Cinq policiers des gardes-frontières ont été interpellés par la police des polices. Ils sont soupçonnés d'avoir fait entrer illégalement contre de l'argent des clandestins palestiniens sur le territoire israélien.
Lors de l'audience sur la prolongation de leur détention, la responsable de la division de la police des polices à Jérusalem, Me Noa Limor, a qualifié l'affaire de « très grave et d'une ampleur considérable ». Le tribunal a prolongé de huit jours la détention de l'ensemble des suspects.
Me Limor a précisé que « selon les accusations, les policiers se sont entendus avec des passeurs palestiniens et ont fait franchir illégalement plusieurs dizaines de personnes en situation irrégulière au checkpoint où ils étaient déployés.
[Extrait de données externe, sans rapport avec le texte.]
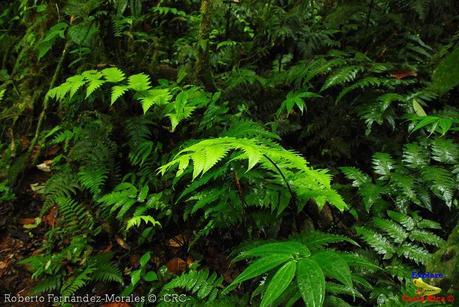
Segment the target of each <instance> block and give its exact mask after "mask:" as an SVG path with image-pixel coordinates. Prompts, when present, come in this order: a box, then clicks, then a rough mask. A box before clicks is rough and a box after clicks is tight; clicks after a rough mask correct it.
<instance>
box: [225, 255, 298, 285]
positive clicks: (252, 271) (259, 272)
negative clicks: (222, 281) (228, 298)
mask: <svg viewBox="0 0 459 307" xmlns="http://www.w3.org/2000/svg"><path fill="white" fill-rule="evenodd" d="M291 259H292V257H291V256H290V255H267V257H263V258H260V259H258V260H257V261H255V262H253V263H252V264H251V265H249V266H248V267H247V268H246V269H245V270H244V271H243V272H242V273H241V274H239V276H238V277H236V279H234V280H233V282H232V283H231V284H230V285H229V286H228V287H227V288H226V289H225V290H224V293H227V292H229V291H231V289H233V287H234V286H236V285H238V284H240V283H242V282H244V281H246V280H249V279H252V278H254V277H257V276H260V275H261V274H263V273H266V272H268V271H270V270H272V269H274V268H275V267H277V266H279V265H281V264H282V263H284V262H287V261H289V260H291Z"/></svg>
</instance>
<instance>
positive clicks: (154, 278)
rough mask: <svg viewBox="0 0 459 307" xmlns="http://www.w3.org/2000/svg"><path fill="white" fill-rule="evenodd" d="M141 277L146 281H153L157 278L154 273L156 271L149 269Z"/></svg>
mask: <svg viewBox="0 0 459 307" xmlns="http://www.w3.org/2000/svg"><path fill="white" fill-rule="evenodd" d="M143 279H144V280H145V281H148V282H151V281H155V280H158V275H157V274H156V272H154V271H150V272H148V273H147V274H145V275H144V276H143Z"/></svg>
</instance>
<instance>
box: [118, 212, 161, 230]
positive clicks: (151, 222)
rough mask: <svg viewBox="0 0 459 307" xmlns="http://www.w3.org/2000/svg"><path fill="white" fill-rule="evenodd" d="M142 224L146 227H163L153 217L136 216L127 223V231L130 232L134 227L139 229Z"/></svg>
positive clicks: (129, 219) (141, 215) (132, 217)
mask: <svg viewBox="0 0 459 307" xmlns="http://www.w3.org/2000/svg"><path fill="white" fill-rule="evenodd" d="M142 222H144V223H145V225H148V224H151V225H152V226H156V225H158V226H161V224H160V223H159V222H158V221H157V220H155V219H154V218H153V217H152V216H151V215H139V216H134V217H131V218H130V219H129V220H128V221H127V223H126V230H129V229H130V228H132V227H139V226H140V225H141V224H142Z"/></svg>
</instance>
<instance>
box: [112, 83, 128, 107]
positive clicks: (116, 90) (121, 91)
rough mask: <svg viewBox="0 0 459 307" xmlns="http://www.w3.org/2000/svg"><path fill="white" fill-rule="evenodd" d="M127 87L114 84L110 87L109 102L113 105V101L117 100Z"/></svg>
mask: <svg viewBox="0 0 459 307" xmlns="http://www.w3.org/2000/svg"><path fill="white" fill-rule="evenodd" d="M128 89H129V87H128V86H127V85H116V86H114V87H112V97H111V104H112V105H113V104H114V103H115V101H117V100H118V98H120V97H121V96H123V95H124V93H126V91H127V90H128Z"/></svg>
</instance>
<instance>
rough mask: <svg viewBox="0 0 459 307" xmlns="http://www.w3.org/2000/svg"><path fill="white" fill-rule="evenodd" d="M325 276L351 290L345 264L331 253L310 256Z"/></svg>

En échange, ils ont reçu des pots-de-vin et des avantages en nature. Il s'agit de sommes d'argent considérables ». L'un des membres des gardes-frontières a reconnu les faits qui lui sont reprochés et a expliqué qu'ils opéraient au sein de la compagnie orthodoxe ''Avnet'' selon un ''tarif'' fixe : 100 shekels par personne en situation irrégulière faisant l'objet d'un passage clandestin, pour un total d'environ 25000 shekels perçus sur l'ensemble de la période. Il a également révélé avoir vendu des grenades assourdissantes à des Palestiniens.